Mars has risen in the western sky.

Perhaps it is waiting for the moon
to draw our attention,
but the moon is periodically
irascible, as tonight, and has
chosen to abandon Mars
to the stellar firmament.

Mars has risen in the western sky.

I wander into the dark in search
of the peace that only
night affords, but the horizon
is war and disquiet
and I stumble and repeatedly
fall, and the ground holds me
denying me the sky.

Mars has risen in the western sky.

The plants that have reached
for the sun, and borne
fruit for months
now shrink and wither
under his unrepentant eye,
and I know a cold
foreboding wind will
still blow and I will mourn
the passing of summer,
the season on peace.

Mars has risen in the western sky
and Jupiter watches jealously.

First Published in Cerasus Magazine (UK), Issue 3, 2021

SONNET TO A PORTUGUESE

You came into my life last week, your name
forever locked away inside her mind.
My life, she felt, would never be the same
and therefore left all thought of you behind.
You loved her, I suppose, that summer night
then left her, bearing me, until she turned
me over for adoption, that she might
forget the love that you so quickly spurned.
A Jew, she said, but would say little more
a father, Portuguese, is all I know,
who cast his seed, then left and closed the door
and me, the son, he never would see grow.
You left her life long before I was born,
the father I won’t know but only mourn.

First published in Minison Project, Sonnet Collection Series, Vol. 2, Sept. 2021

HEAVEN, UTAH

We would sit around the small park
as evening made a hasty retreat
to somewhere, anywhere more lively
than Salt Lake City in the heart of summer.
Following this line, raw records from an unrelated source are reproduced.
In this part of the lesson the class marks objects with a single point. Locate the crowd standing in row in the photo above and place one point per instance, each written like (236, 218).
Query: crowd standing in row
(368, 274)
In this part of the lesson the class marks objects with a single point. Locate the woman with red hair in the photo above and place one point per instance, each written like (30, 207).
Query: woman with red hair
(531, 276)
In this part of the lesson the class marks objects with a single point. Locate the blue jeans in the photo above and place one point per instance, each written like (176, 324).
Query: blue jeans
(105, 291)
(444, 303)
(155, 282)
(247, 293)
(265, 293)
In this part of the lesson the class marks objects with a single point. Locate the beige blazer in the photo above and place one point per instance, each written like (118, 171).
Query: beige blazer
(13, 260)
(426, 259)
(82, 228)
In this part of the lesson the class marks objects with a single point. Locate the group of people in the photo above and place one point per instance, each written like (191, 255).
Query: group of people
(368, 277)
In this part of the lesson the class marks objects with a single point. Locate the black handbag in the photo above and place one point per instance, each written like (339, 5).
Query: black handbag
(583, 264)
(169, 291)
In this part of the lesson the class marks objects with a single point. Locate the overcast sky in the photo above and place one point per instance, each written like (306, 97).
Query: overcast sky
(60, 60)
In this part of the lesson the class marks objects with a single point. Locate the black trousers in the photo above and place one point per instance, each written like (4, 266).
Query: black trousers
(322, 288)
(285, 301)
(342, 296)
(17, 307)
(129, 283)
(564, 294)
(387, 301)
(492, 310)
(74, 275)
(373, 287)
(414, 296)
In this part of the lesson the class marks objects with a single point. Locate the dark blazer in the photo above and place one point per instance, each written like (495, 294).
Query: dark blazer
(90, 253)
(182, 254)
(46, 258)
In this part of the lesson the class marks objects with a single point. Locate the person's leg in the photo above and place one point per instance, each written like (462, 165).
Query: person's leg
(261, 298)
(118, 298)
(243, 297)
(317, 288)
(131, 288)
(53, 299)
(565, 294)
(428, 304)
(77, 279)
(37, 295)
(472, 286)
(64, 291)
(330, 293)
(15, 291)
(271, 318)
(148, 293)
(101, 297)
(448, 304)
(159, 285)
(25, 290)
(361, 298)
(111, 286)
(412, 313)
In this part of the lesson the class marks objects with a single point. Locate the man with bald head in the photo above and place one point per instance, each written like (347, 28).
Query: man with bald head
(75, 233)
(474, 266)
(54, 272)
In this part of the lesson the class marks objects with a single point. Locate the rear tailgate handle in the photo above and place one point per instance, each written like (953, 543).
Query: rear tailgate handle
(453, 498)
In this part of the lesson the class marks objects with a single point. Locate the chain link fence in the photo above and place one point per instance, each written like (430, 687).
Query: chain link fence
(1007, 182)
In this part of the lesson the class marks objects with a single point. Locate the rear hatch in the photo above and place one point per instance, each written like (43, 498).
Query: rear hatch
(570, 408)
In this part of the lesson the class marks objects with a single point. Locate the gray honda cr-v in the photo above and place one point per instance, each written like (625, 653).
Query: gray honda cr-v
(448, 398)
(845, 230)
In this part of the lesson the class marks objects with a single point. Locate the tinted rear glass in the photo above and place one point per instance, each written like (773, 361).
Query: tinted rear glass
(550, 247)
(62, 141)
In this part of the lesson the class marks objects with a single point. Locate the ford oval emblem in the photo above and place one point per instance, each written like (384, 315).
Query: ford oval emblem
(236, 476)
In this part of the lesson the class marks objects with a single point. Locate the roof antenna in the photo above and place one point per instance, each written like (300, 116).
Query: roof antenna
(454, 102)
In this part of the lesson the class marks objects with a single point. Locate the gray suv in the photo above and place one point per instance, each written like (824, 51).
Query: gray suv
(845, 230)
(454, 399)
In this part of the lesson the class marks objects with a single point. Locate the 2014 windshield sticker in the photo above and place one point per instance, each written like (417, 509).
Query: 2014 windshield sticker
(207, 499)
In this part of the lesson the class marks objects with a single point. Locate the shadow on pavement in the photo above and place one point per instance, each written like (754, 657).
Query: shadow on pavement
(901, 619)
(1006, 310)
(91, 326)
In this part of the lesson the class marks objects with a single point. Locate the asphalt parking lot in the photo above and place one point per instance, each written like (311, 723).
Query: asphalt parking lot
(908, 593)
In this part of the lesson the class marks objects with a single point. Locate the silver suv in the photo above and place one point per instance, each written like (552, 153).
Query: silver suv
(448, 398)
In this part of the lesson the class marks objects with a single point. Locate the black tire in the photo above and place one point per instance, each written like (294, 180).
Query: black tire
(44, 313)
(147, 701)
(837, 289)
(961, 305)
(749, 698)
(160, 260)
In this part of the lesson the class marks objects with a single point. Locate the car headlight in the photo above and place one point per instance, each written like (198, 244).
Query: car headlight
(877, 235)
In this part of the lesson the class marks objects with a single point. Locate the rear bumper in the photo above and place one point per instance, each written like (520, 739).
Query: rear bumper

We’d pass a jug of whatever was
cheapest at the state package store,
usuall Gallo this or that, and roll joints
which made their way around our circle.

The cops would drive by every once
in a while, and wave, and we’d
politely wave back and yell thanks
which brought a smile as they drove off.

In Salt Lake City, in 1969, there was
no drug problem, and you only drank
in private, or smirked at those who did
in this boring little corner of Mormon heaven.